Juliane Domenk has a didactic recommendation for "I would love to have written a cement mixer"

Hussain Al-Moutawaa: I Would Love to Be a Concrete Mixer

read at:

https://www.lesen.bayern.de/9783962020569/

Meeting

The small Sujet Verlag was founded by Madjid Mohit, who fled Iran to Germany in the early 1990s, and has developed into a model for success. In 2015, Mohit was awarded the PEN Hermann Kesten Prize.

Mohit describes exile literature as "air roots literature" because the term exile literature is too negative for him. Mohit understands “air root literature” to mean literature that transcends borders and focuses on the enriching aspects of exile.

However, the author of the children's book “I would love to be a concrete mixer” Hussain Al-Moutawaa does not live in exile, but is an award-winning writer and photographer in his native Kuwait.
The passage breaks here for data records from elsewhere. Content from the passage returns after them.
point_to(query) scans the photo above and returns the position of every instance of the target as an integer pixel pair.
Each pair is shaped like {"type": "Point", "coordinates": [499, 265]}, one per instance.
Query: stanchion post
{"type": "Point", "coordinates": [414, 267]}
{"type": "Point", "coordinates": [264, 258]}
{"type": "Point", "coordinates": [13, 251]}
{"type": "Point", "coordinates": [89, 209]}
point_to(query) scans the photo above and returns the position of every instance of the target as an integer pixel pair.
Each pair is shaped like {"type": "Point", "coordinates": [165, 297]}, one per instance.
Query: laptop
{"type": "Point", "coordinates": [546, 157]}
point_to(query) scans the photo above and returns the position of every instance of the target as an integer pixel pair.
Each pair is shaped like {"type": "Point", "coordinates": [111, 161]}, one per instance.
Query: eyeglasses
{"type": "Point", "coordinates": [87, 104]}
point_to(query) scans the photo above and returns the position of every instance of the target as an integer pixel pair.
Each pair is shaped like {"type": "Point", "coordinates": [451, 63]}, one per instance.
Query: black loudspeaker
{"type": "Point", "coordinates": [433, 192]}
However, his translator Suleman Taufiq came to Germany in 1971 and published numerous books here.

The Egyptian writer and painter Walid Tahar created the witty and appealing illustrations for Al-Moutawaa's story, so the picture book certainly crosses borders. The special thing about it is that the text on the brown double pages with the colorful pictures is printed in German and in Arabic.

The story that is being told is that of an identity crisis – to put it somewhat pompously – because a small excavator with a wrecking ball desperately wants to become a concrete mixer, which despite all his efforts and efforts, he simply cannot succeed. Because he doesn't have his wrecking ball under control at all, regardless of whether he's happy or very sad, it translates his emotions into movement and shatters the surroundings. But on his way to another existence he finds friends and learns compassion and affection.

Didactic hints

The picture book is great for elementary school. You can have the story read and/or read it to you. The language is understandable, the sentences are short and simple and the story is funny and exciting. The illustrations in particular are very appealing and touching; you wouldn't have believed that an excavator with a wrecking ball could have so many feelings.
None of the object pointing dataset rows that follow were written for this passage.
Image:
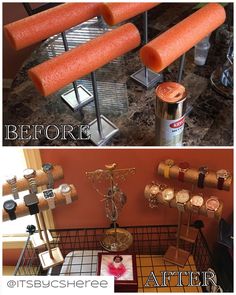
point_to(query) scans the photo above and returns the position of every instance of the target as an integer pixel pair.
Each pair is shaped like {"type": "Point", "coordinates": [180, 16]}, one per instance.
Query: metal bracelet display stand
{"type": "Point", "coordinates": [78, 96]}
{"type": "Point", "coordinates": [223, 77]}
{"type": "Point", "coordinates": [115, 238]}
{"type": "Point", "coordinates": [145, 76]}
{"type": "Point", "coordinates": [175, 254]}
{"type": "Point", "coordinates": [51, 257]}
{"type": "Point", "coordinates": [101, 129]}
The contrast between the excavator and his family and the topic of friendship can be discussed profitably in class. A creative engagement with the picture book is also conceivable, for example by letting the children place other devices and machines at the center of a fantasy story in which the apparatus tries to escape from its own end.

On the Sujet Verlag website, you can find out more about its program and get suggestions for reading and discussing "air root literature".